Et il y a des gens comme moi pour qui cet état est aussi naturel qu'un ballon de foot dans un aquarium à poulpe. Ayant été seul une partie non négligeable de ma période pubère, j'ai toujours eu l'impression qu'il me manquait un je ne sais quoi, malgré une vie plutôt agréable au jour le jour à pouvoir assez librement côtoyer des gens que j'aime et faire des choses qui me plaisent.
J'ai retrouvé ce manque, encore plus marqué, depuis que je ne vis plus avec Priscilla, qui avait comblé tous mes vides et plus encore.
Bref, en attendant son désormais prochain, j'espère, retour, je suis rentré dans une routine qui, sans être profondément désagréable, a tendance à me rendre un brin morose et irritable. Parce que au fond, quand je suis tout seul chez moi, j'me fais chier.
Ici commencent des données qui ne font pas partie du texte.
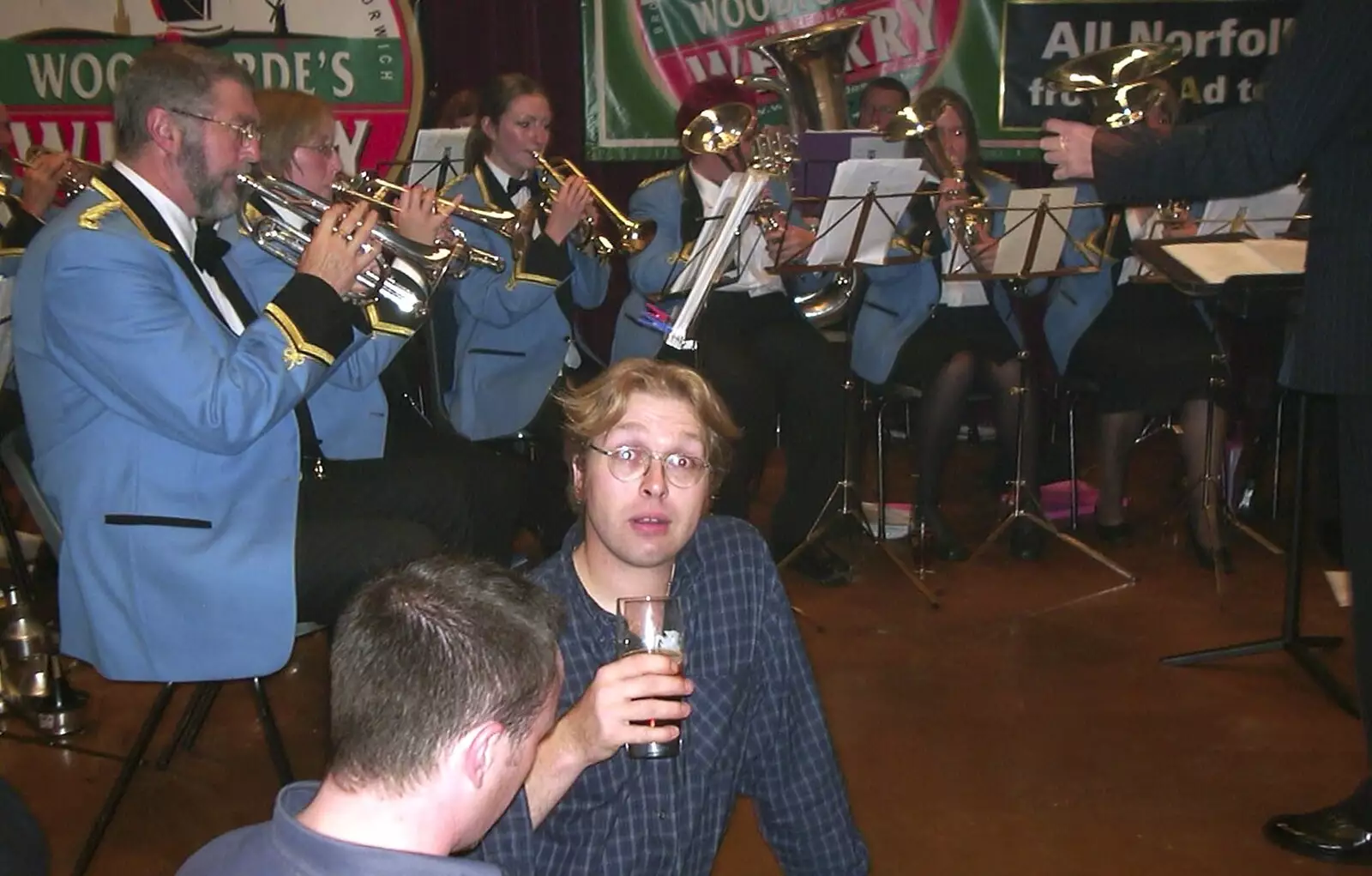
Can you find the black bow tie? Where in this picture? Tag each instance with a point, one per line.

Et donc, les petites vexations et emmerdements du quotidien m'apparaissent en ce moment largement moins supportables qu'en sa présence apaisante.
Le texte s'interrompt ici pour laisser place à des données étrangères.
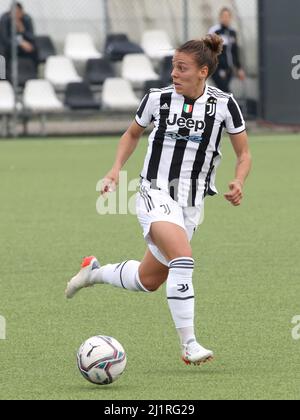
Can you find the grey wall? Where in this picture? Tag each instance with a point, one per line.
(279, 46)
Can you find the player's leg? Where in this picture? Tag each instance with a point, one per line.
(173, 242)
(146, 276)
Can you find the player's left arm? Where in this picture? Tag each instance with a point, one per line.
(243, 166)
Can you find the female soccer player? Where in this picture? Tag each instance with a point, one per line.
(179, 171)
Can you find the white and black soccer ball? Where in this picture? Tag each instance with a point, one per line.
(101, 360)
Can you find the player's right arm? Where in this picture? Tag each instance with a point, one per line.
(127, 145)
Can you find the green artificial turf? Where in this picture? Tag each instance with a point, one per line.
(246, 278)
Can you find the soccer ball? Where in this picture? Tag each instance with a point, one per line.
(101, 360)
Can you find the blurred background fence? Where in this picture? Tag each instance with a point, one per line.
(84, 81)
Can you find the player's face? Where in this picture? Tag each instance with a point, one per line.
(188, 78)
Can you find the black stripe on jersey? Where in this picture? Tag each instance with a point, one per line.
(201, 152)
(158, 141)
(218, 92)
(207, 190)
(178, 153)
(142, 106)
(235, 113)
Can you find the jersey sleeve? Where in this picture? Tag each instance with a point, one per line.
(144, 115)
(234, 121)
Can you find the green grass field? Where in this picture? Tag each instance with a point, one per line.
(246, 279)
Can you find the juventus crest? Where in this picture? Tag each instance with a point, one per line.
(211, 106)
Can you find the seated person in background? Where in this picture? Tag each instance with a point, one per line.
(229, 60)
(25, 36)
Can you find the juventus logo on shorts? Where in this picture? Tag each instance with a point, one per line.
(211, 107)
(166, 208)
(183, 288)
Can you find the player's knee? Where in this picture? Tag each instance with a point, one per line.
(181, 253)
(152, 283)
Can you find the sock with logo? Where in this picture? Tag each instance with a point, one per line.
(124, 275)
(180, 294)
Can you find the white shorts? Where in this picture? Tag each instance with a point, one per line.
(158, 206)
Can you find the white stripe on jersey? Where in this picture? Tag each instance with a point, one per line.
(185, 142)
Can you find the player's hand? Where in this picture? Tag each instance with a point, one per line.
(27, 47)
(110, 182)
(236, 193)
(241, 74)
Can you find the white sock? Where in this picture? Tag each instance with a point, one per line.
(124, 275)
(180, 293)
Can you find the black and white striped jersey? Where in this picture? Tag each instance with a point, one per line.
(184, 146)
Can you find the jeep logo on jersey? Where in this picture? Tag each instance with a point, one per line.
(188, 123)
Tout ça pour dire qu'il y a pas mal de gens qui me gavent en ce moment.
Notamment:
- Ceux qui n'ont aucune notion d'"espace vital".
Je ne parle pas des théories hitlériennes, mais de cette "distance" individuelle, issue de nos instincts primaires, en deça de laquelle on a, plus ou moins consciemment (chez moi c'est très conscient) de se faire "agresser" par l'autre.
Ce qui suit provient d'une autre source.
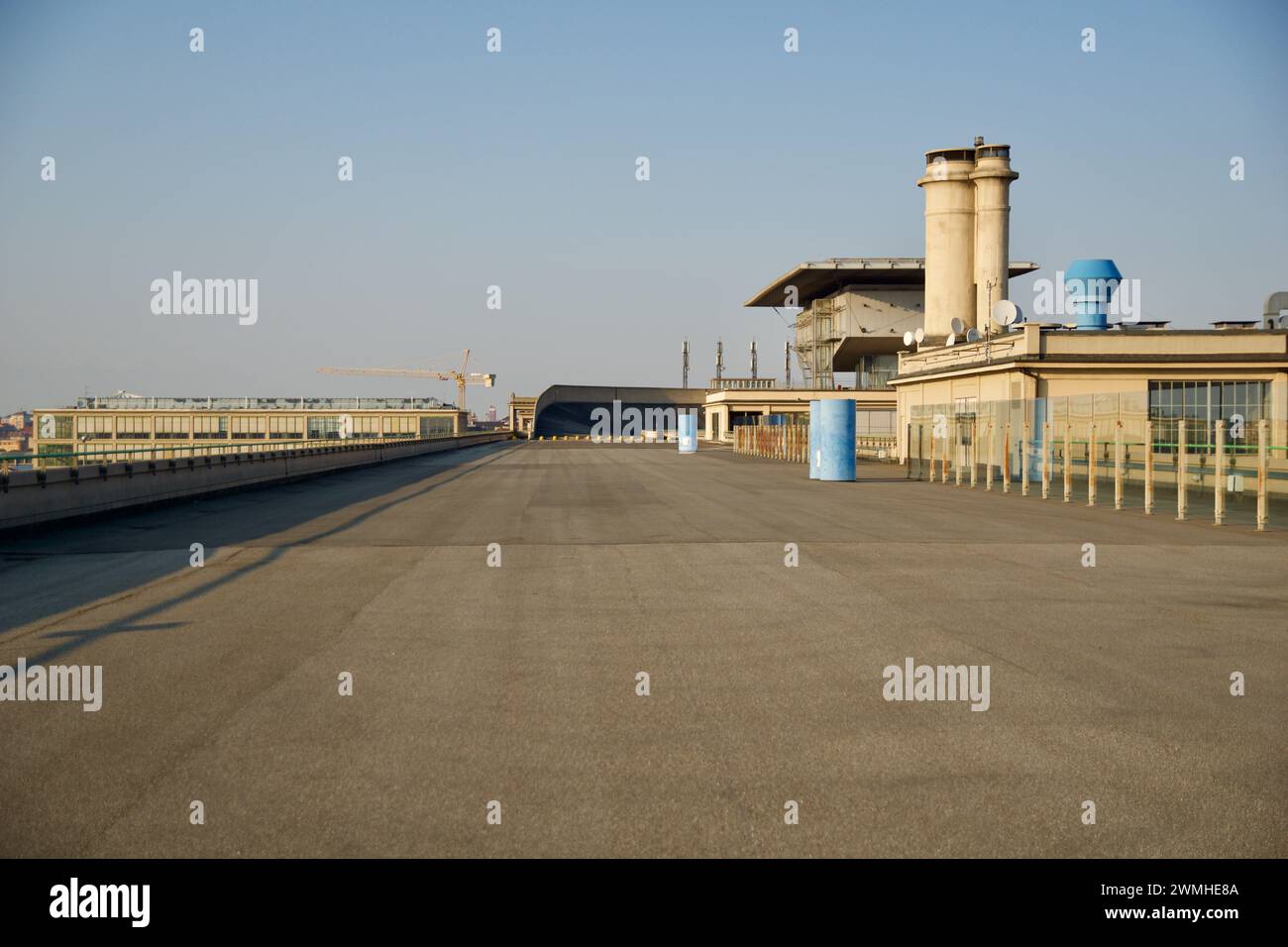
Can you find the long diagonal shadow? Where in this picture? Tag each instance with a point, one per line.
(132, 622)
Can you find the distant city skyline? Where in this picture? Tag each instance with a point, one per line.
(516, 170)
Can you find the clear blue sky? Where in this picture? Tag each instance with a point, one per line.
(516, 169)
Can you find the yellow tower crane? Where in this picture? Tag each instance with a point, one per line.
(462, 377)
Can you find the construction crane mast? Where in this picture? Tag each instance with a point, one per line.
(462, 377)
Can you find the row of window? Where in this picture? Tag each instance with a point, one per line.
(237, 428)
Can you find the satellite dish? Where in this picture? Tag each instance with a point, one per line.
(1006, 313)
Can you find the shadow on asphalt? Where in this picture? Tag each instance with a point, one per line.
(231, 519)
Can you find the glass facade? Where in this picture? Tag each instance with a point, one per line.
(436, 427)
(1202, 403)
(875, 371)
(93, 428)
(325, 428)
(210, 428)
(249, 428)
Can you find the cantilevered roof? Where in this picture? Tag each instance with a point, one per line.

Ca a été théorisé par l'anthropologue E.T. Hall, mais l'idée, c'est qu'en gros, il y a une "distance personnelle", d'environ 80 cms, sous laquelle on ne "tolère" que les intimes (il y a d'autres sous-distances, mais je simplifie).
Et c'est pour cette raison entre autres que peu de gens kiffent le métro aux heures de pointe, et que généralement dans ces moments là la personne que vous détestez le plus est celle avec qui vous êtes en contact involontaire, même si ce n'est pas un pervers. Cette promiscuité n'est pas naturelle, vous révulse et vous irrite.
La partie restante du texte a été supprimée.